We also used many weird fp sizes, like 20-bit floats and 44-bit floats. We were calculating this one specific formula, and each operator got its own dedicated logic, so we had wide latitude to trim away every bit that wasn't absolutely needed.

I wrote most of the software that simulated these weird size fp units, and I'm pretty sure I can still do IEEE math by hand.
posted by ryanrs at 6:14 PM on November 15, 2015 [2 favorites]


Of course, no floating point thread would be complete without a mention of Quake3's Fast InvSqrt().
posted by ryanrs at 6:18 PM on November 15, 2015 [7 favorites]


Neat article, thanks. I do some basic "what do you notice about n when 1/n terminates??" sort of mini-explorations in my math classes, this is a nice supplement to those conversations.

But perhaps most interesting to me is the huge collection of code below; one basic task accomplished over and over again in various languages. Anyone aware of similar websites that compile similar lists for other basic tasks? Printing "Hello World" or what have you? I have no misgivings of becoming a coder by looking over such tables, but I do find the examination and comparison of various syntaxes instructive.
posted by Theophrastus Johnson at 7:07 PM on November 15, 2015


painquale: does this help?

Perfect! Thank you! I get it now.
posted by painquale at 8:12 PM on November 15, 2015


Anyone aware of similar websites that compile similar lists for other basic tasks? Printing "Hello World" or what have you?

Rosetta Code
posted by a snickering nuthatch at 8:15 PM on November 15, 2015 [2 favorites]


IEEE754 lists two kinds of NaN:

sNaN = "Ghostbusters II"
qNaN = "My name is not important: the answer is Ghostbusters II!"
posted by rum-soaked space hobo at 2:20 AM on November 16, 2015


The answer is patently eleven

And that's why you shouldn't patent mathematics, but that's not important right now.
posted by Eleven at 4:38 AM on November 16, 2015 [4 favorites]


  If you had 200/6000.0 or 200.0/6000 or float(200)/6000 etc it would work fine

Indeed. I'm enough of an old F77 type to be ranting “If they wanted reals, where are the decimal points?” at this thread.

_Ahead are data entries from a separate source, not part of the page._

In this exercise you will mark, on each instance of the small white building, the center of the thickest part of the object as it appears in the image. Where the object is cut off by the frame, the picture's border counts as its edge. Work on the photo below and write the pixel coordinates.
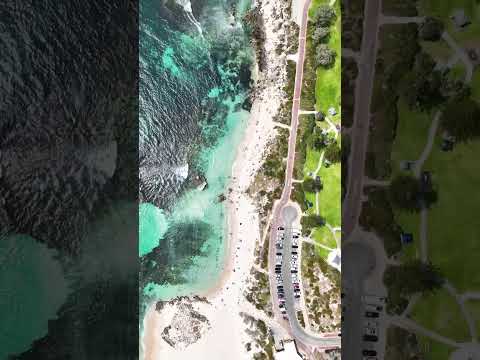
(332, 111)
(289, 352)
(335, 259)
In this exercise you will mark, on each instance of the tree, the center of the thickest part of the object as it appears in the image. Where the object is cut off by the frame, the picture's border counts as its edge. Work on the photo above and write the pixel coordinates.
(414, 277)
(462, 119)
(324, 56)
(333, 153)
(311, 221)
(320, 140)
(422, 87)
(431, 29)
(324, 16)
(404, 193)
(320, 34)
(312, 185)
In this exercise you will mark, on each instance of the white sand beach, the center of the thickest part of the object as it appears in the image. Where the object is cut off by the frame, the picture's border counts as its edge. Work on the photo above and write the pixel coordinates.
(225, 337)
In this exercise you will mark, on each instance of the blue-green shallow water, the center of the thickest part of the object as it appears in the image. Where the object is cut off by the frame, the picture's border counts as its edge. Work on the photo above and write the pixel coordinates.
(27, 267)
(194, 79)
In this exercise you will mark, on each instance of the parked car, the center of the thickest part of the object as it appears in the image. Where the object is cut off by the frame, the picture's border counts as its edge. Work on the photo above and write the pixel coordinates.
(372, 338)
(371, 323)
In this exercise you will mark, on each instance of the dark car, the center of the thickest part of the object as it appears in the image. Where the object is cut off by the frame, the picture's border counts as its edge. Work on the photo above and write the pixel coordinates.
(370, 338)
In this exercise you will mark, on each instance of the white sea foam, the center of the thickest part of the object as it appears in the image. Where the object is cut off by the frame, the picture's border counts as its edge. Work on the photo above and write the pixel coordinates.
(181, 171)
(187, 6)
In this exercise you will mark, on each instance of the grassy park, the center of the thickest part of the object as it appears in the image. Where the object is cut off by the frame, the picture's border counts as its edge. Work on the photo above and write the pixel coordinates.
(448, 320)
(324, 83)
(456, 175)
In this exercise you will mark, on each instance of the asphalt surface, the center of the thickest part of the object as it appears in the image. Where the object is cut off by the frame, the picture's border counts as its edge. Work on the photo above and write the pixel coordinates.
(287, 188)
(363, 95)
(296, 330)
(289, 216)
(358, 263)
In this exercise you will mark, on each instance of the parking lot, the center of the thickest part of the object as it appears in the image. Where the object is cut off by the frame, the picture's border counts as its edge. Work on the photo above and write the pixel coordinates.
(372, 309)
(287, 269)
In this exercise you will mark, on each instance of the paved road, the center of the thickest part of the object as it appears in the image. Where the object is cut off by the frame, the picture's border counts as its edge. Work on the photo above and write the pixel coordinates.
(358, 263)
(287, 188)
(297, 331)
(289, 216)
(290, 213)
(363, 94)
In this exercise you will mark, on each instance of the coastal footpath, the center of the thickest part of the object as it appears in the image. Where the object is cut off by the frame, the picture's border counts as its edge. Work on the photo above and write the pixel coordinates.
(225, 306)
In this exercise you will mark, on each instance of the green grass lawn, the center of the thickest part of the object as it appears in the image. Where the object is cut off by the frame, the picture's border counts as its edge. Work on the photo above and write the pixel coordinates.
(322, 252)
(310, 197)
(438, 50)
(440, 312)
(329, 197)
(411, 135)
(433, 350)
(475, 85)
(473, 307)
(453, 221)
(311, 162)
(445, 8)
(328, 84)
(457, 72)
(410, 223)
(324, 236)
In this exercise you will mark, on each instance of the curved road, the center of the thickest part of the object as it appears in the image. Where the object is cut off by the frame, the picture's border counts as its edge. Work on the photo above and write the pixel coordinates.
(361, 117)
(297, 331)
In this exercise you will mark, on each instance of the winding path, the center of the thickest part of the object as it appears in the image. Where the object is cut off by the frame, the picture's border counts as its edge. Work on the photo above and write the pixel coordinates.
(297, 331)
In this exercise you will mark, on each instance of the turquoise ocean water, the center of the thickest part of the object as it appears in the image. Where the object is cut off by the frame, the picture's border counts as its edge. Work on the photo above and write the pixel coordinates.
(195, 76)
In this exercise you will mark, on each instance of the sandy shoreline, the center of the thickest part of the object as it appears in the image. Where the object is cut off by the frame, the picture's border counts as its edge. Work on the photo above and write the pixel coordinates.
(226, 336)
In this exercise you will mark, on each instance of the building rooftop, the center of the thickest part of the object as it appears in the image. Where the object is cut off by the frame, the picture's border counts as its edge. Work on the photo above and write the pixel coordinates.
(460, 18)
(289, 352)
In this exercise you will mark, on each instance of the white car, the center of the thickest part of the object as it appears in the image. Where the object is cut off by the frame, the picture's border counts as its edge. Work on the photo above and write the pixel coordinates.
(371, 323)
(278, 260)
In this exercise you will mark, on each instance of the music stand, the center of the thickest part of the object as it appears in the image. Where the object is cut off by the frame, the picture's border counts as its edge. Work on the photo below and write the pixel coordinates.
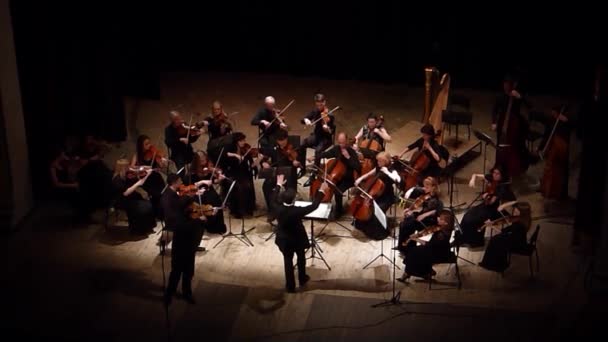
(382, 219)
(322, 212)
(242, 236)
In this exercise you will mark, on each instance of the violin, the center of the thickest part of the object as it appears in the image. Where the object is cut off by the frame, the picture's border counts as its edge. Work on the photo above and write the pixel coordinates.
(362, 206)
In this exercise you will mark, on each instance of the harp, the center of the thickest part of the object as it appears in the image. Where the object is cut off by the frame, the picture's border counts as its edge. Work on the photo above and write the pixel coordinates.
(436, 94)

Srsly; you need to say what you mean to a computer. Everyone should use a 8 (minifloat) or 16 (half) bit float library once in their life.

Also, for the original Arduino poster: watch your sketch size balloon once you fix the code, as the avr-gcc maths library is large. Floating point and µcs don't mix well, even if ATMegas aren't exactly slow at it.
posted by scruss at 5:42 AM on November 16, 2015


#QNAN the Barbarian rampages through your operations!

I spend way to much time chasing him down.